You can massage the eye back into place and your vet can show how to do this very easily. Cherry Eye is by definition a prolapse of the Gland of the Nictitans. In other words the gland near the inner corner of the eye (nearest to the nose) which is also called the 3rd eyelid and is responsible for producing the tears that bathe the eye and keep it moist has prolapsed. It looks like a “cherry” as it is pink and fleshy and “pops” in and out of place. Despite its appearance, it is not painful to dogs. The key is to be patient and do your homework… First the eye must be kept moist and in my experience as a veterinarian, I have found that as opposed the tiny tubes of pricey eye ointments I used to prescribe, Eye Restore is natural, wonderful and very cost effective! Two drops applied into the eye(s) twice daily works like a charm. Next ask your vet to show you how to gently massage the gland back into place.
The biggest mistake to avoid is rushing to have the gland removed. This is a money maker for vets, with average fees ranging from $750.00 to $1000.00 dollars or more, for surgically removing the gland, an outdated procedure that takes less than 10 minutes.
Many vets simply remove the Gland of the Nictitans, which often results in a lack of tear production and “Dry Eye”, a chronic eye condition caused by a lack of tear production. Dogs with “Dry Eye” endure a life time of red, dry, irritated eyes and are prone to developing painful ulcers of the cornea of the eye, as a result. Today newer procedures involve trying to save this important tear gland by tacking or suturing it in place. This is a much better, and much trickier alternative, requiring surgical expertise! Unfortunately Dry Eye can still result anytime from 6 months to 3 years later and up to 1/3 of the cases may require more than one operation.
I recommend getting a 2nd opinion from a Board Certified Veterinary Ophthalmologist, an eye specialist before letting any practitioner attempt any surgery on your dogs eyes!! For those dogs affected with this condition in both eyes; NEVER remove both glands! Here’s an example of how to avoid a mistake with your dog’s Cherry Eye:
Dr. Doctor Carol,
BAD News, I’m afraid. . . I had hoped to avoid surgery for our 8 month-old English Mastiff pup; HOWEVER, no vet in Santa Barbara seems to know what I am talking about when I ask them if they know how to “massage the eye back into place” as you suggested. PHOOEY!
So, now our guy is going to HAVE to get surgery, I am afraid, Dr. Carol, because the Cherry is more prominent than ever! He’s set for February 28th! Any ideas?

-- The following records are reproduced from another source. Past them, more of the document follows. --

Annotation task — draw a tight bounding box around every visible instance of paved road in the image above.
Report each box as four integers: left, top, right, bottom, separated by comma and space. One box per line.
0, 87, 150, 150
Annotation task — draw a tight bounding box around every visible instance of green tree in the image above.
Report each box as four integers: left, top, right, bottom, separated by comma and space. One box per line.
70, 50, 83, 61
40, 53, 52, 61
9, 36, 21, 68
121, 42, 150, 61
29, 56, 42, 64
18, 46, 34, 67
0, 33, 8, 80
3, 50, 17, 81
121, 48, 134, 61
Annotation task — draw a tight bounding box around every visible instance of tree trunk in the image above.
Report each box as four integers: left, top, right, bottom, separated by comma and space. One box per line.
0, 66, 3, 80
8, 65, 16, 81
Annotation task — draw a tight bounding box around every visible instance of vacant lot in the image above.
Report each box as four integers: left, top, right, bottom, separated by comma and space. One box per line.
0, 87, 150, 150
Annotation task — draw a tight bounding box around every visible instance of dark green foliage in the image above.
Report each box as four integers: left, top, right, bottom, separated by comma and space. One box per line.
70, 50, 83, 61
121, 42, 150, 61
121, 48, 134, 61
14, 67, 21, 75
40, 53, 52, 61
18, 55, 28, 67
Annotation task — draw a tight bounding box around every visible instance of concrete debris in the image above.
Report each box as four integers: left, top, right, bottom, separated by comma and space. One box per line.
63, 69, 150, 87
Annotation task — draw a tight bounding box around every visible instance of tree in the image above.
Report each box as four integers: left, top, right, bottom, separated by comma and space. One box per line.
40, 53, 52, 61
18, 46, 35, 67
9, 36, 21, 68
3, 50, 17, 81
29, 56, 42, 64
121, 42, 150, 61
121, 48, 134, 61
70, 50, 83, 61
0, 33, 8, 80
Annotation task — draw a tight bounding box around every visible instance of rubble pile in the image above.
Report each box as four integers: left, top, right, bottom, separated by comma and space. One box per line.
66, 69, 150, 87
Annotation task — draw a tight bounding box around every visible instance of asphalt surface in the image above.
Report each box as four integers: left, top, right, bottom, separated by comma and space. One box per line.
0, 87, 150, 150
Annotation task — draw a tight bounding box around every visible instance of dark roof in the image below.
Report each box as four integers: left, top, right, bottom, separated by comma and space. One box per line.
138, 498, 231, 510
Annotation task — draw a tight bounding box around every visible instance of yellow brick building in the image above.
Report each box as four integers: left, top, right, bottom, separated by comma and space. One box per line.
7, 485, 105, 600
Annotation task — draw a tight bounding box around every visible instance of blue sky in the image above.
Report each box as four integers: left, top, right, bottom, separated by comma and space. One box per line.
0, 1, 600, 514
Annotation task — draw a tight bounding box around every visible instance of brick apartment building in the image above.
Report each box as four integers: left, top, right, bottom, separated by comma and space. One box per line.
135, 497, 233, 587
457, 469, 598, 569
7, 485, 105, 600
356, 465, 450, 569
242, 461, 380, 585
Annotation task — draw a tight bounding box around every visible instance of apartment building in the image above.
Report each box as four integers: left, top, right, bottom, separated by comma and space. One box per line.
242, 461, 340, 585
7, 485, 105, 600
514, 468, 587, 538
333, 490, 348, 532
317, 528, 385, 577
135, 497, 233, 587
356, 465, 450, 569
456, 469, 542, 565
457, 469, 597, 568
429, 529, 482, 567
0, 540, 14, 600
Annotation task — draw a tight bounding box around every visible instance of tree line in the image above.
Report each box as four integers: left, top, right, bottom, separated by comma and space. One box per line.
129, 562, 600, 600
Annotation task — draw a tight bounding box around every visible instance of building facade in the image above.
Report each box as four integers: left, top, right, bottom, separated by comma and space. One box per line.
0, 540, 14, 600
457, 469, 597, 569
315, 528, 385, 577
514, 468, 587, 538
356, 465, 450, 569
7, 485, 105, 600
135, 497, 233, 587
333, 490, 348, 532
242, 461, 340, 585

Well, she finally reconsidered and is taking her Mastiff to see an eye specialist, which makes me feel a lot better. In addition there is a condition called Inversion or Eversion of the Cartilage that occurs spontaneously in young large breed dogs like Mastiffs which is caused by a bend in the stem of the cartilage of the 3rd eyelid.
This condition looks just like cherry eye and may even complicate the condition however it is usually not a problem and excision of the abnormal piece of the cartilage should only be considered in cases where owners want a more cosmetic appearance and have been fully advised of the potential post operative risks.
What an AMAZING PERSON and COMMITTED DOCTOR you are, Dr. Carol!!! Wow, do I wish that we had the $$’s to just pick-up our sweet baby and bring him to your arms and loving, knowledgeable care!
Enough of that day dreaming. . . I shall call you tomorrow and hope to reach you at some time when you have a hole in your presumably busy day. Thanks a million for everything!